All political parties must commit to deep and rapid emissions cuts in line with science and justice

Much public and media discussion around the Green Party’s insistence on any future government committing to a minimum of 7% cuts in greenhouse gas emissions per annum appears to focus on the supposedly ‘unrealistic’ nature of these targets.

The former Minister for Climate Action Denis Naughten TD has, for example, been quoted as describing this reduction rate as “unsustainable and unachievable”. In so doing, Mr. Naughten appears to have forgotten that the government he represented fully signed up to the 2015 Paris Agreement, which commits Ireland to urgent and dramatic emissions cuts in line with the science and climate justice.

Prof Barry McMullin of An Taisce’s Climate Committee, noted: “It is thanks to political procrastination and predatory delay that today’s targets have become so challenging. Every year that vested interests and lobbyists, abetted by politicians with little care for science, have enabled inaction and delay on tackling the climate emergency has made effective action far more onerous than would have been necessary had we collectively acted in a timely manner. Sadly, we cannot simply turn the clock back and ‘start over’: we must deal with the much deeper crisis we have now created.”

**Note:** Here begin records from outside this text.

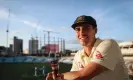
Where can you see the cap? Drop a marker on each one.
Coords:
(84, 19)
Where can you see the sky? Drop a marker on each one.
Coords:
(31, 18)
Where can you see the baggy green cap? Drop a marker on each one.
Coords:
(84, 19)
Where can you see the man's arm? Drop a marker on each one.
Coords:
(88, 72)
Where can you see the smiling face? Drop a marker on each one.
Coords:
(85, 34)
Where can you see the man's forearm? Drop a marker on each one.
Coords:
(74, 75)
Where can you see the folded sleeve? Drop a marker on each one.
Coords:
(106, 54)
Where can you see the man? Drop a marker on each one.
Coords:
(98, 60)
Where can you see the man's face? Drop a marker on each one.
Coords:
(85, 34)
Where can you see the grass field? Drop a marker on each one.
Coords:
(25, 71)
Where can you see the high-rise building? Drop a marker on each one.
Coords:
(18, 46)
(33, 46)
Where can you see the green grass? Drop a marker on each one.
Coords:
(25, 71)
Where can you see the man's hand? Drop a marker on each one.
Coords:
(52, 76)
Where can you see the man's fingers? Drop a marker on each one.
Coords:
(49, 76)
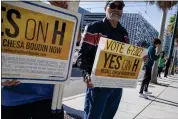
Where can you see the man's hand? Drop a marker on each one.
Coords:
(62, 4)
(10, 83)
(88, 82)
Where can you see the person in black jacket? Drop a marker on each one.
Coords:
(101, 103)
(151, 57)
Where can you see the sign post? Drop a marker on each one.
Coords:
(38, 41)
(72, 6)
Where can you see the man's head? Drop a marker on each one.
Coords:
(114, 9)
(157, 42)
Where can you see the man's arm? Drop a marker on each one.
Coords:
(85, 54)
(152, 54)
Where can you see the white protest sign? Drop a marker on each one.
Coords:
(117, 65)
(38, 41)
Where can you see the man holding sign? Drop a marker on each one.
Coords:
(101, 102)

Despite this reality, current media commentary continues to place the onus exclusively on the Green Party both to insist on the required emissions reduction pathway, and to explain in detail how this should be delivered on. An Taisce believes this is misleading and unhelpful. Rather than making a political “demand”, the Green Party is simply reflecting the overwhelming scientific consensus on the minimum steps needed to avoid catastrophic and irreversible climate change.*

[*Note that An Taisce is strictly non-party-political; these comments do not imply support or endorsement of any specific political party.]

Such targets, and the responsibility for measures to achieve them, do not ‘belong’ to any one party or group: they represent the clearest understanding of the scale of the challenge and the time frame within which global humanity, including here in Ireland, now has to respond.

The currently suggested figure of an overall emissions reduction compounding at a rate equivalent to at least 7% per year is based on the 2019 “Emissions Gap” Report from the UNEP (United Nations Environment Programme) which assessed the global average rate now required to maintain a plausible chance of limiting temperature rise within the 1.5°C goal of the Paris Agreement as being at least 7.6%, compounding each year from 2020 onward.

But it is critical to emphasise that this does not apply as an equal requirement for all countries.

For a relatively wealthy, high per-capita-emitting country like Ireland, the required annual reduction rate is now considerably higher, as this must reflect the “common but differentiated responsibilities and respective capabilities” between different countries.

Thus, it is An Taisce’s view not only that the suggested 7% per annum reduction rate is indeed the absolute minimum that must be included and actively endorsed by all partners in any proposed programme for government, but that the programme must commit to enshrining this in a new Climate Ambition Act, with full independent recourse by citizens to the courts to ensure enforcement, within the first hundred days of such a Government taking office.

Further, a restructured and rebalanced Climate Change Advisory Council, with appropriate expertise in physical climate science, ecological economics, international development and climate ethics, must be mandated to critically assess the further increase in mitigation ambition necessary for Ireland to play its fair share in this unprecedented global effort. This should be coupled to a properly scaled and resourced “national climate dialogue” process that gives the opportunity to every citizen to engage with and influence this immense national effort.

“We believe it is now incumbent on those parties and commentators who reject such commitments to declare openly and honestly whether they reject the science, or the ethics, or both”, added Prof McMullin.

In our view, you can’t claim to accept the expert diagnosis while rejecting the treatment path set out by those same experts. It is now beyond time to commit to “flattening the curve” on climate change, before our collective ability to respond is overwhelmed.